Борин огладил свою вконец поседевшую бородку:
– Смею надеяться, Леонид Борисович. – Он достал из серебряного портсигара с монограммой папироску, покрутил ее в пальцах и вновь положил в портсигар: с куревом в Москве было небогато. – Только плясать, понятно, с толком надлежит, на трезвую голову.
– Не слишком топать и поменьше руками размахивать?
– Вот, вот. Авось до чего путного, как вы изволили выразиться, и допляшемся.
– Ну что ж, для разминки можно и поплясать, – согласился я. – А пока расскажите мне об Улимановой. Ведь вы пляску без меня начали.
Оказалось, что Улиманова, некогда содержавшая небольшое белошвейное заведение на Солянке, хотя и не была профессиональной преступницей, но все-таки числилась до революции в канатчицах. Канатчиками или канатчицами в Московской сыскной полиции называли тех, кто, занимаясь временами «противузаконной» деятельностью, ухитрялся так ловко «ходить по канату», что ни разу не попадал не только в тюрьму, но и в участок.
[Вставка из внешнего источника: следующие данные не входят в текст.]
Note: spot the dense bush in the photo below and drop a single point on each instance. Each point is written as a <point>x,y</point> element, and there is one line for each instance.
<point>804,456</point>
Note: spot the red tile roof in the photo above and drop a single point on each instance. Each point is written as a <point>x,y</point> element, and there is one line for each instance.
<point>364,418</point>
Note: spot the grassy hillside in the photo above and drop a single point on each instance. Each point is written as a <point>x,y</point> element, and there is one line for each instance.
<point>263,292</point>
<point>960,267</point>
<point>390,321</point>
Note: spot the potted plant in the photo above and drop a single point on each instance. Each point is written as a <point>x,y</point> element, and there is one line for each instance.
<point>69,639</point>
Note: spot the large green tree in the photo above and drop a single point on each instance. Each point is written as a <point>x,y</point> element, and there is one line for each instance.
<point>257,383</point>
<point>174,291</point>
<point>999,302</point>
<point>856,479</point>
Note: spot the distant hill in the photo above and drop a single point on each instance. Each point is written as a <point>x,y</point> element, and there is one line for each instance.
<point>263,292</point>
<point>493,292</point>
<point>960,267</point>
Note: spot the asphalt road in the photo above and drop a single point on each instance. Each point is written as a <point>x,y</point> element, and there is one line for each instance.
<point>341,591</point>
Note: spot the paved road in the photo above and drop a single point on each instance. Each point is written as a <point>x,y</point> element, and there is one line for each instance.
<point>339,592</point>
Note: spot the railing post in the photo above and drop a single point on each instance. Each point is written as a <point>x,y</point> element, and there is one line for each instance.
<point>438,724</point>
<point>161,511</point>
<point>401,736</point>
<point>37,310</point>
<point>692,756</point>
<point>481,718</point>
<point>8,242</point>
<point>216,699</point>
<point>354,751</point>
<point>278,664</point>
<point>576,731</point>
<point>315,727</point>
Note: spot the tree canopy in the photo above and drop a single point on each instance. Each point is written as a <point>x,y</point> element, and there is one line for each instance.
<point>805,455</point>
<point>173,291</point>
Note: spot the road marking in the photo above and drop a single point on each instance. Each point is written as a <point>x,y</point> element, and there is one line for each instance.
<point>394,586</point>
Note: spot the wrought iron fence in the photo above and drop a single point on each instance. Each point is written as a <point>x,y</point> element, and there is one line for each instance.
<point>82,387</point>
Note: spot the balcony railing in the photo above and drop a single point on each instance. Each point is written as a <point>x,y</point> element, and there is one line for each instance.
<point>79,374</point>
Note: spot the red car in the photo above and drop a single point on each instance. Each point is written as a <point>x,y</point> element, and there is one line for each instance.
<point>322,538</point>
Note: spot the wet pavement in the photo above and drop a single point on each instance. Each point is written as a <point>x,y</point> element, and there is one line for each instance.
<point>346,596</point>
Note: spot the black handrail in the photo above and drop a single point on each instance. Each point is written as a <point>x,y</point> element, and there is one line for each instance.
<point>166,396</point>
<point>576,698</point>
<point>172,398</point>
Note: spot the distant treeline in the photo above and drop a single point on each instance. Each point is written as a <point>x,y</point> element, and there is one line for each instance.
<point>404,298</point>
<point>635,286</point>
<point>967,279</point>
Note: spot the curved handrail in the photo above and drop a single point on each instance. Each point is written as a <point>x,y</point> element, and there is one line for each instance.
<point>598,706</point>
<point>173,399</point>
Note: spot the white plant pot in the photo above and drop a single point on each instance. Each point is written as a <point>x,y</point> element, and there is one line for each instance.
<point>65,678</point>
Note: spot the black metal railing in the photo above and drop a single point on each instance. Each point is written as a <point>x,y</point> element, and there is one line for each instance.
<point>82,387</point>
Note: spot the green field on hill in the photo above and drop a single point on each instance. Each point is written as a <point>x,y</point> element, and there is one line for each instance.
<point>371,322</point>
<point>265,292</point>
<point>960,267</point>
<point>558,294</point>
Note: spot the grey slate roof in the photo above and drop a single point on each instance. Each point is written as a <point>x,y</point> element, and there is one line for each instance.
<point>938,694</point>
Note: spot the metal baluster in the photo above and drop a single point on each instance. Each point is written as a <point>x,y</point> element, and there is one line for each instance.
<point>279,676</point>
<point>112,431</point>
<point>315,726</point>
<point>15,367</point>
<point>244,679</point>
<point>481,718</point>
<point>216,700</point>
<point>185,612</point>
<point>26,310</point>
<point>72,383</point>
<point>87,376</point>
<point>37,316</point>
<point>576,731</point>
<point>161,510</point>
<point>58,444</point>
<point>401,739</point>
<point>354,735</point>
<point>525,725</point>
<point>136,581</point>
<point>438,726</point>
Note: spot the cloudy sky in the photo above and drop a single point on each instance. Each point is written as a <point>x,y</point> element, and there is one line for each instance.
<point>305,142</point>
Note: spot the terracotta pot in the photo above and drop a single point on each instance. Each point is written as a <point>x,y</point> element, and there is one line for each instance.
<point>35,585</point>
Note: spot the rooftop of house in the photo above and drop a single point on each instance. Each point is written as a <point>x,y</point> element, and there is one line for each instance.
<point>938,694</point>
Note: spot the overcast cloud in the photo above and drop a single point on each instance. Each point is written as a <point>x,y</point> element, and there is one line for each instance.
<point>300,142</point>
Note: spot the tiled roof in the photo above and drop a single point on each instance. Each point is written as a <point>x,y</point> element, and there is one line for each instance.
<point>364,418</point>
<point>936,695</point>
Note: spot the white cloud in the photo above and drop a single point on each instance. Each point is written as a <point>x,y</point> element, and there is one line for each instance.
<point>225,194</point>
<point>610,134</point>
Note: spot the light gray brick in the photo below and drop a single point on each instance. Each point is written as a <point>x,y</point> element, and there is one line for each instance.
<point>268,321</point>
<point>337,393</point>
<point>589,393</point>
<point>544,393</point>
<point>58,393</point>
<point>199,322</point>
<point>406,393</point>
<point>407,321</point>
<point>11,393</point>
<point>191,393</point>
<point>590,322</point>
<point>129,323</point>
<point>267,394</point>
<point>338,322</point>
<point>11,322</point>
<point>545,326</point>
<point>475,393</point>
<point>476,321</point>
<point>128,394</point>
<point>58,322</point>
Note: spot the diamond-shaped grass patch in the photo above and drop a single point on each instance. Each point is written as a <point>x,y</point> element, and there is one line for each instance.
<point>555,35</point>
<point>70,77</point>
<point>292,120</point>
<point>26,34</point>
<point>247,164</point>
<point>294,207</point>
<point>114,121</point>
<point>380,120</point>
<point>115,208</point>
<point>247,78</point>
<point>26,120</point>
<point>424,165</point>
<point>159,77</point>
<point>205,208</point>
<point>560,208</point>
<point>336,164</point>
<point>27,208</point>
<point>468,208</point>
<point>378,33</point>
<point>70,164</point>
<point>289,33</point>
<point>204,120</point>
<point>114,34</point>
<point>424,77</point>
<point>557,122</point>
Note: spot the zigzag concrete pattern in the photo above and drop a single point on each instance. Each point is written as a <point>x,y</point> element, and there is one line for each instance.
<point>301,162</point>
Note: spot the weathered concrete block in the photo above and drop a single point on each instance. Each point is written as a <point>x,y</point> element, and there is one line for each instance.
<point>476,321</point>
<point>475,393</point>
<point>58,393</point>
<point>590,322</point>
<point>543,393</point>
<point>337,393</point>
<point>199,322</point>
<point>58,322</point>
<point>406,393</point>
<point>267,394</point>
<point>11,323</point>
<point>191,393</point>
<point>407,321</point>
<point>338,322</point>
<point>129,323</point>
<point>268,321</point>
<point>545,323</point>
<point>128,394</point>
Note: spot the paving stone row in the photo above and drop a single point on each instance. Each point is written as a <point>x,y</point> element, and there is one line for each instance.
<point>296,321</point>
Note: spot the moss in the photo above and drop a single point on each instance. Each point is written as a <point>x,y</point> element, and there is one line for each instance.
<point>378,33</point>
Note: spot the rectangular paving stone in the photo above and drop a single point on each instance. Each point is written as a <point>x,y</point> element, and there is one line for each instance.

От случая к случаю в полицию поступали сведения, что Улиманова приторговывает наркотиками, а в ее квартире организован тайный игорный притон – «мельница». Но уличить эту оборотистую даму не могли, а может, и не очень стремились.
По мнению Борина, Улиманова оказывала помощь Кустарю уже не первый год. Но встречались они редко, только в случаях крайней необходимости.
Причастность Улимановой и бывшего ложкаря к событиям, описанным в письме, представлялась маловероятной. Скорей всего, письмо попало к Кустарю случайно во время очередного налета вместе с вещами, представляющими реальную ценность. Оно могло, например, находиться в портфеле, где лежали деньги. И налетчик не выбросил его лишь потому, что нашел для него практическое применение – чего зря бумаге пропадать?
Люди, у которых хранилось это письмо, могли бы поведать нам немало интересного. Но кто они и где их искать?
На эти вопросы мог ответить только сам Кустарь. А он отнюдь не торопился засвидетельствовать нам свое почтение…
Удастся ли его взять?
Обыск на квартире Улимановой мог его вспугнуть, согнать с насиженного места. В конце концов, налетчика ничто не удерживало в Москве. Но даже если он останется в городе, то шансов разыскать его тоже не так уж много.
Однако Борин не разделял моих опасений.
– Мария Степановна, понятно, встревожена, – сказал он, – хотя обошлись мы с ней честь по чести: и выпустили, и вещички вернули, и за напрасное беспокойство извинения принесли – в дурачков, словом, сыграли. А Кустарь, осмелюсь доложить, в неведении пребывает.
– Так ли?
– Так, Леонид Борисович, – с несвойственной ему обычно уверенностью сказал Борин. – Посудите сами. Через третьих лиц связи у них нет – мы проверяли. Да и не в натуре Кустаря вмешивать в свои родственные дела посторонних. Ни к чему ему это. Значит, что? Личная встреча. Так? А рандеву у них покуда не было. Встретятся – накроем. Уважаемую Марию Степановну мы из вида не упускаем – как нитка за иголкой. Наши агенты ее днем и ночью пасут, разве что под кроватью у нее не ночуют. Куда она от них денется?
– А вдруг? – поддразнил я. – Это же вы, помнится, как-то сказали, что в жизни все бывает, даже то, что никогда ее бывает?
– Хвощиков, – уточнил Борин, – он так говорит.
– Но вы-то согласны с сиим афоризмом?
– Справедливая мысль, – кивнул Борин. – В жизни все бывает. Это верно. Вот потому-то я запасся еще одним выходом на Кустаря. Я ведь не зря список жиздринцев, имеющих жительство в Москве, составлял…
– Вы что же, их всех в пособники к Перхотину определили?